De Volkskrant bericht op 6 augustus 1952 over een ‘electronische breinbaas’, een ‘electronische rekenrobot van twee millioen gulden’ die binnenkort in Californië in bedrijf zal worden gesteld. Een soort computer avant la lettre dus.
Maar in de jaren vijftig komt het woord verder weinig voor.
Eind jaren zestig, begin jaren zeventig, zie je het woord wat regelmatiger in de kranten in Delpher opduiken, en dan met name in de stukken over popmuziek van Pim Oets. Die schrijft steevast over ‘de breinbaas’ van een groep. ‘Art Garfunkel is niet meer dan een tweede stem – Paul Simon is de breinbaas’ (Het Vrije Volk, 21 maart 1970). Brian Wilson is de breinbaas van de Beach Boys (AD, 15 januari 1971) en Frank Zappa van The Mothers of Invention (Het Vrije Volk, 17 juni 1970).

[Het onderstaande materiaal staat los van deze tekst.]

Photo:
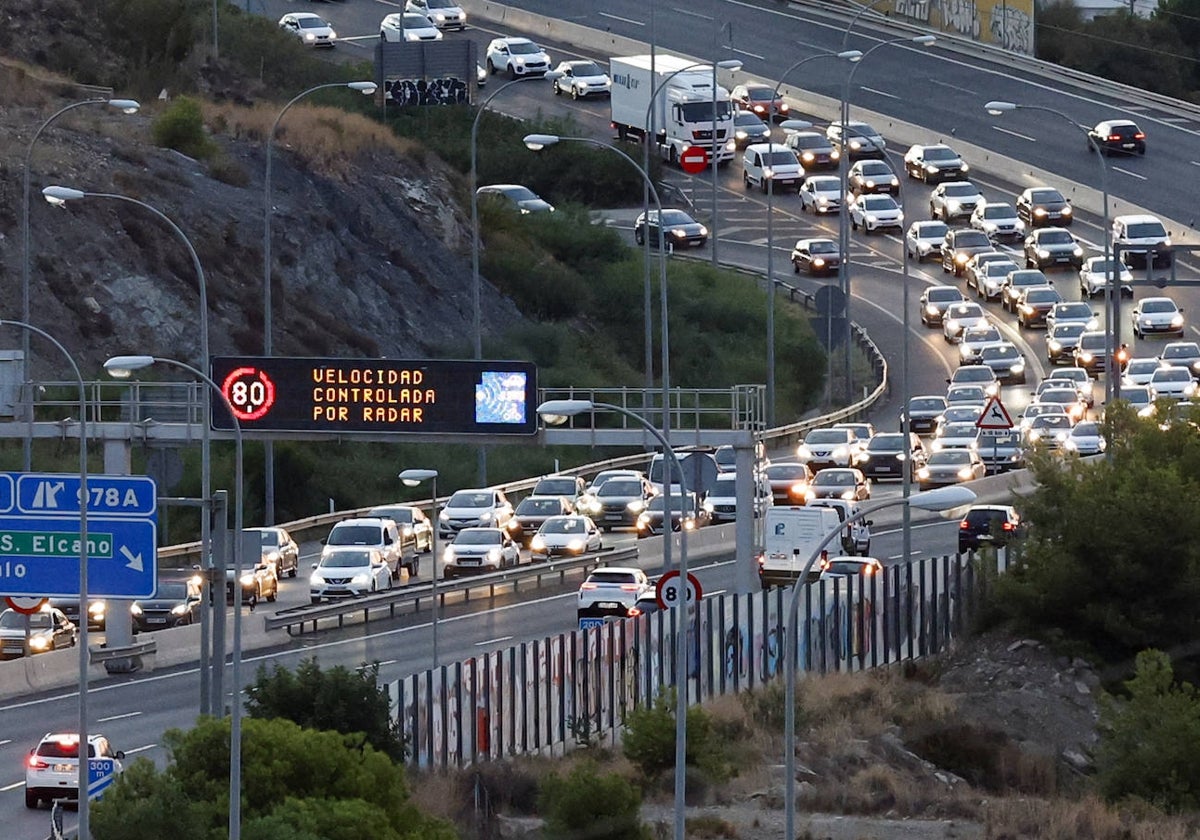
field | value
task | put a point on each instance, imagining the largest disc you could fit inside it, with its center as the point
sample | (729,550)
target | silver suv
(373,533)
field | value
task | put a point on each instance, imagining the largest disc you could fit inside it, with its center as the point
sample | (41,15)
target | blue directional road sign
(40,535)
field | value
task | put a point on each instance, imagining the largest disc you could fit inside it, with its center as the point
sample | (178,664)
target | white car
(1157,315)
(999,220)
(348,573)
(959,317)
(444,13)
(311,29)
(582,79)
(408,27)
(52,771)
(479,550)
(924,239)
(874,211)
(612,591)
(821,195)
(516,57)
(1093,276)
(954,199)
(565,535)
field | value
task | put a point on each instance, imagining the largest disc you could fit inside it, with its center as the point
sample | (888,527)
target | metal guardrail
(412,597)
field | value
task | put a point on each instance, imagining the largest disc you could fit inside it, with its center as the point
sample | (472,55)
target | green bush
(1150,742)
(589,804)
(181,127)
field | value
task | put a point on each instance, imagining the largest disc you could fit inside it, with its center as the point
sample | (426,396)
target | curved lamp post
(844,177)
(943,498)
(366,89)
(125,107)
(121,367)
(412,478)
(556,412)
(60,196)
(1110,292)
(787,125)
(82,780)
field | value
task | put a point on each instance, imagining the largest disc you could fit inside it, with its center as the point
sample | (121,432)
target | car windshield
(826,436)
(532,507)
(346,559)
(355,535)
(619,487)
(1146,231)
(478,537)
(1055,238)
(960,190)
(466,499)
(564,525)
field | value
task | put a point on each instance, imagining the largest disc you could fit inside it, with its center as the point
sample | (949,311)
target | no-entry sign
(694,160)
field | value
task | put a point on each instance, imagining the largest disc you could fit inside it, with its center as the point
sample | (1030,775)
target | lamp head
(121,367)
(126,106)
(60,196)
(557,412)
(539,142)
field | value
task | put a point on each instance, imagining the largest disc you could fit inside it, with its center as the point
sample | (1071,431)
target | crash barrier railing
(295,619)
(546,696)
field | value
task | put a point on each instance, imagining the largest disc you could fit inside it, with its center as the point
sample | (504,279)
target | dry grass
(324,137)
(1087,817)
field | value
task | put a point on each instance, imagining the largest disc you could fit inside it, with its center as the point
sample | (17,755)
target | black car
(175,603)
(1044,205)
(1121,137)
(681,228)
(989,525)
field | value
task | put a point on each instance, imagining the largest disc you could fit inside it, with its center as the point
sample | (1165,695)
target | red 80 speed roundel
(250,391)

Volgens een andere auteur is voetballer Willem van Hanegem ‘de “breinbaas” van Feyenoord’ (Limburgsch Dagblad, 16 september 1972).
In deze contexten is een breinbaas steeds ‘het brein’ ergens achter, en (mede daardoor) wellicht tegelijk ook de baas. Breinbaas
is in zulke gevallen dus een goed bruikbaar woord.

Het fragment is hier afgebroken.